Your Marine Toad will be comfortable when it’s between 70o – 80o F. At the lower end of the spectrum, he won’t need as much to eat. You may want to try keeping one end of the tank cooler than the other so your toad can cool down if he feels too warm. Accomplish this by using a heat pad at one end, or directing a non-UVB light in one end. Since your Marine Toad thrives in a humid environment, you can mist his tank regularly with bottled spring water and put his water bowl on the warmer side of the terrarium.

Fun fact:
Marine Toad has the dubious honor of being one of the only known amphibians that eats dead stuff as well as plants. Most of the others rely on live prey.
Pet Profile: Egyptian Toad
His green spots make him unique; his size (about 3 to 4 inches) makes him an excellent pet for your terrarium. Egyptian Toad is a native of, yes, Egypt, and can be found all over Africa, anywhere it’s wet. Females are larger than males, and both sexes can live to be about 10 years old. Because their skin is sensitive to oils in human hands, and our hands can be sensitive to the toxins in their skin, it’s best to wear latex gloves when handling your Egyptian Toads.

Eating: The Egyptian Toad finds crickets, insects and worms a tasty way to round out his diet. Egyptian Toads like to hunt for their crickets, instead of waiting for their prey to wander over, like their lazier toad counterparts.

Home: The Egyptian Toad enjoys living with a roommate, and a 15 to 20 gallon tank should be large enough for two toads. Toads like to hide, so it’s important to give them adequate space to do so. A terracotta flower pot turned on its side makes a great place to hide and is easy to clean. Also, plants and stones, either real or fake, provide a nice alternative. He enjoys exploring, so it’s a nice idea to change around his layout every now and then so he doesn’t get bored. He will also need enough water to relax in—no deeper than he is when he’s sitting.

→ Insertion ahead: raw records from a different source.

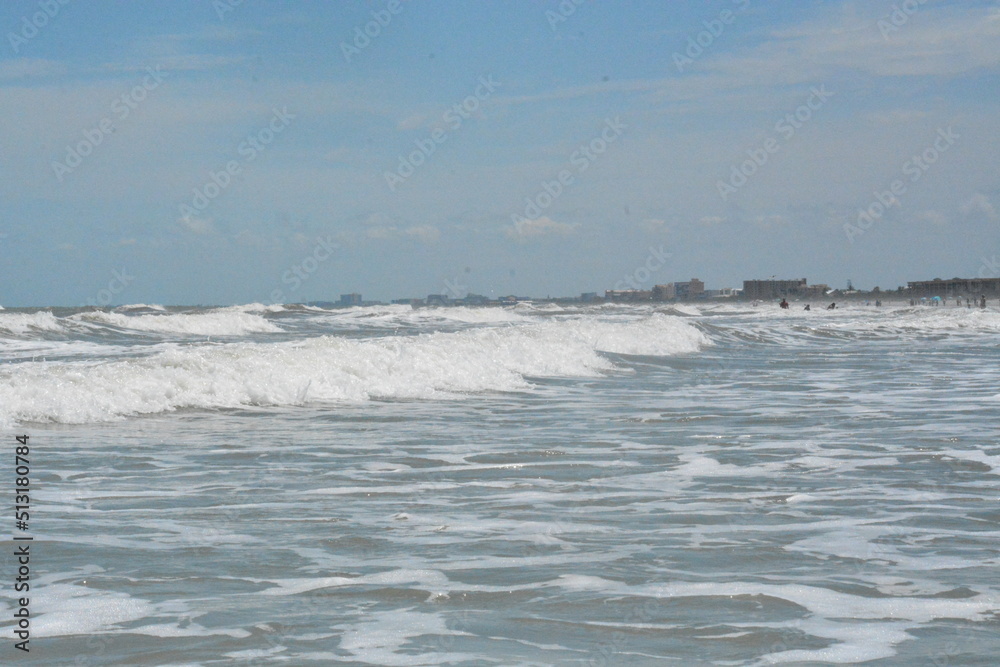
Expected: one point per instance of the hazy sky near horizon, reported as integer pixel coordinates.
(221, 152)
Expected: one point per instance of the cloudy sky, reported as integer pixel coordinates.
(221, 152)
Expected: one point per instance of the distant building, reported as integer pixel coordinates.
(352, 299)
(475, 299)
(664, 292)
(955, 286)
(815, 291)
(772, 289)
(628, 295)
(722, 293)
(438, 300)
(693, 289)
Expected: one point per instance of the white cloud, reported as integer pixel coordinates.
(980, 204)
(526, 228)
(196, 225)
(411, 122)
(30, 67)
(425, 233)
(935, 218)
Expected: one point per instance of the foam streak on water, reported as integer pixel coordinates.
(608, 485)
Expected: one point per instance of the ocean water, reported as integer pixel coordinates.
(536, 485)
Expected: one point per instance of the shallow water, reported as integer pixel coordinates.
(607, 485)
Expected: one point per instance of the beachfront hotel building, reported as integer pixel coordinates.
(954, 287)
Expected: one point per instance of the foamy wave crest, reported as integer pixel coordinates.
(215, 323)
(397, 315)
(254, 308)
(22, 323)
(331, 370)
(140, 306)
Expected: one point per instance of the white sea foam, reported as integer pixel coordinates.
(328, 369)
(140, 306)
(213, 323)
(24, 323)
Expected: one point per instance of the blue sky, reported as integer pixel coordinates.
(225, 152)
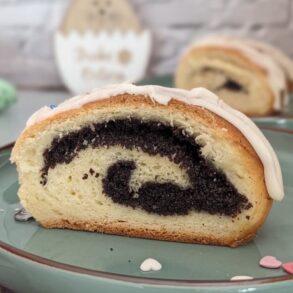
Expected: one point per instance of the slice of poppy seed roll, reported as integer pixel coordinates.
(245, 77)
(148, 161)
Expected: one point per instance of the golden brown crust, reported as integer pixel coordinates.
(125, 230)
(197, 113)
(246, 62)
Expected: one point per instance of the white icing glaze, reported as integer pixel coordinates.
(150, 264)
(199, 97)
(276, 76)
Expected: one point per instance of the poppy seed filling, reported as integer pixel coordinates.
(210, 189)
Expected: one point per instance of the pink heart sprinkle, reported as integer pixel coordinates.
(270, 262)
(288, 267)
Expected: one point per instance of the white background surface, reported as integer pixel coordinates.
(13, 120)
(27, 27)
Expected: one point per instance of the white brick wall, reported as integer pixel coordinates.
(27, 27)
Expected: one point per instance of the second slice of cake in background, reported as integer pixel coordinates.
(244, 76)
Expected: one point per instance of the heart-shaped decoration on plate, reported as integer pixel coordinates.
(150, 264)
(288, 267)
(270, 262)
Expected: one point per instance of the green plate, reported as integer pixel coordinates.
(284, 120)
(33, 259)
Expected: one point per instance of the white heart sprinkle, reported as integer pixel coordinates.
(241, 278)
(150, 264)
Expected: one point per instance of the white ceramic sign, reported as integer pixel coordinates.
(91, 60)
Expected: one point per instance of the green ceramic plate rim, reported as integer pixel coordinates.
(142, 280)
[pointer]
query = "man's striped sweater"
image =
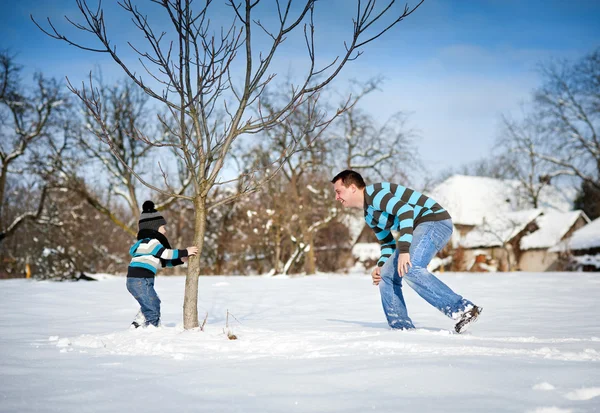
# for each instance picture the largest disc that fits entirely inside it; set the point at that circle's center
(148, 254)
(390, 207)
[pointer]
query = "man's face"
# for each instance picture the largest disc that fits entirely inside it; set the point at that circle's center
(346, 195)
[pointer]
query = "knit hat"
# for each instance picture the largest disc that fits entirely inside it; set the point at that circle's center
(150, 217)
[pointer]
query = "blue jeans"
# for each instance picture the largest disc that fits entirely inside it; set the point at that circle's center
(428, 238)
(143, 291)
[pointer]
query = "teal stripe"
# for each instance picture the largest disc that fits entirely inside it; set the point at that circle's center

Light/heat: Room temperature is fine for Egyptian Toads during the day, with a one or two degree drop for after dark; they do not need UV lighting. If you have real plants, however, they’ll need light; a fluorescent UVB bulb works well because it provides for plant health without emitting heat that would be damaging to the toads. To help your toads feel at home, give them 12 hours of daylight and 12 hours of darkness.

Fun fact: The Egyptian Toad is one of the few amphibians who will willingly eat ants.